Keller agrees some renters have called for new, creative living environments, but he said it's specific to certain communities.

Renters are looking for something more for their money, Rinehart said.

Rinehart's next venture--converting his warehouse at 203 S. Main St. is going to be that much more impressive, he said.

“I wouldn't be as excited about building from scratch. The warehouses offer a different product,” Rinehart said.


Edgerton's rental market won't slow soon, Rinehart said. He's talked to some appraisers who predict an economic shift that will provide people with more disposable income to buy homes, but it might be a while until that growth is spurred, Rinehart said.

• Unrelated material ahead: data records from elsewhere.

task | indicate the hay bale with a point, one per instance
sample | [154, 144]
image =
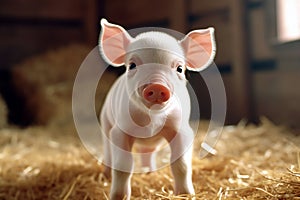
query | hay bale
[3, 113]
[45, 82]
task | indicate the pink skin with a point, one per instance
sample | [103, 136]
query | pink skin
[150, 104]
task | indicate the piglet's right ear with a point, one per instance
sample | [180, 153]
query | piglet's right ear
[113, 43]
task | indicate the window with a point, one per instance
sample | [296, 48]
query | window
[288, 20]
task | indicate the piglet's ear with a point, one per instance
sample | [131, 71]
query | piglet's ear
[113, 43]
[200, 49]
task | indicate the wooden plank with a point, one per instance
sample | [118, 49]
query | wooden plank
[197, 7]
[49, 9]
[241, 63]
[178, 15]
[91, 24]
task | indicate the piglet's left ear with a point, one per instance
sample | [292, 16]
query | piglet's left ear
[200, 49]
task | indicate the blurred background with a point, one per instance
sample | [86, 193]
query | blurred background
[258, 49]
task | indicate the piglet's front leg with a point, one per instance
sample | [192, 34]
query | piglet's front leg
[181, 160]
[121, 159]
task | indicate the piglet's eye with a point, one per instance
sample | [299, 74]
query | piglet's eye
[132, 66]
[179, 69]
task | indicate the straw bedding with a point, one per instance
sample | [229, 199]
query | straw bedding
[253, 162]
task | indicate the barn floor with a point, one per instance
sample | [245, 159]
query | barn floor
[252, 162]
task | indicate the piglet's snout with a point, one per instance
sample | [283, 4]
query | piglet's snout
[156, 93]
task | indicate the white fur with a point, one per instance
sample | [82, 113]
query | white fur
[127, 119]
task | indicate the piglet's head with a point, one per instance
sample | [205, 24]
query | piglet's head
[156, 61]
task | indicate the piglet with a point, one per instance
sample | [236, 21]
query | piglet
[150, 103]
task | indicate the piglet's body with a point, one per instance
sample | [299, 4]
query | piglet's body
[149, 104]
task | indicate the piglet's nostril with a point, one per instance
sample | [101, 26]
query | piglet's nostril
[156, 93]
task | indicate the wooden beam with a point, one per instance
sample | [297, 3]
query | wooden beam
[241, 60]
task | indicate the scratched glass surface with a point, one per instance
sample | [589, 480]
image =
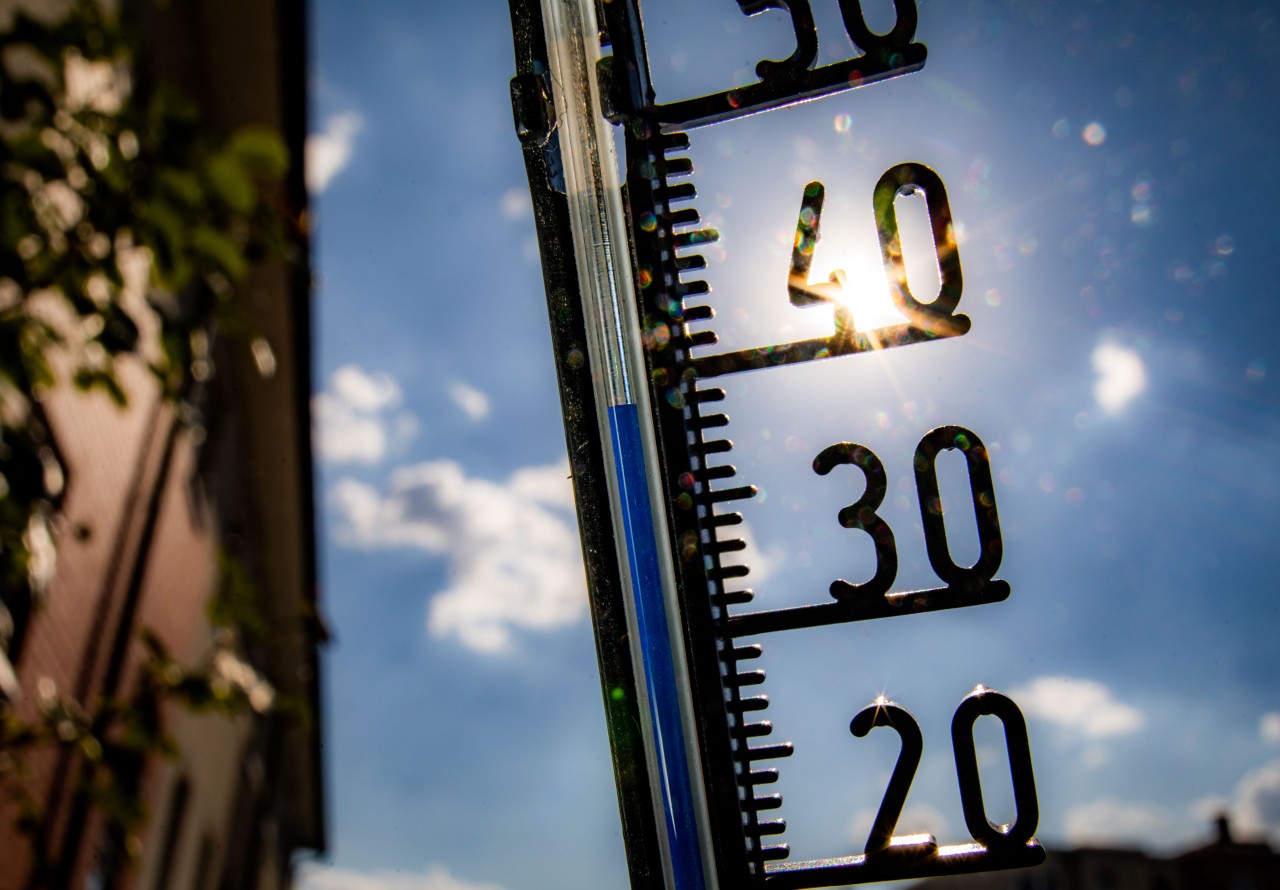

“Until then, rentals are going to do great,” he said.

Rinehart plans to pursue his third project as soon as he gets the OK to build a taxidermy plant in one of Edgerton's business parks.

Keller hasn't paid much attention to the dynamics of the Edgerton market recently but would be interested in conducting another market study, he said.

Carrier of Best Realty said Edgerton's need for rentals is identical to what she dealt with in the 1980s, and the market is strong and growing.

A few other developers have contacted the city looking to build, Edgerton City Administrator Ramona Flanigan said.

“The real estate market won't ever be where it was in 2008 and 2009,” Rinehart said. “But Edgerton has really picked up over the last 10 years in favorablity in a place to live.”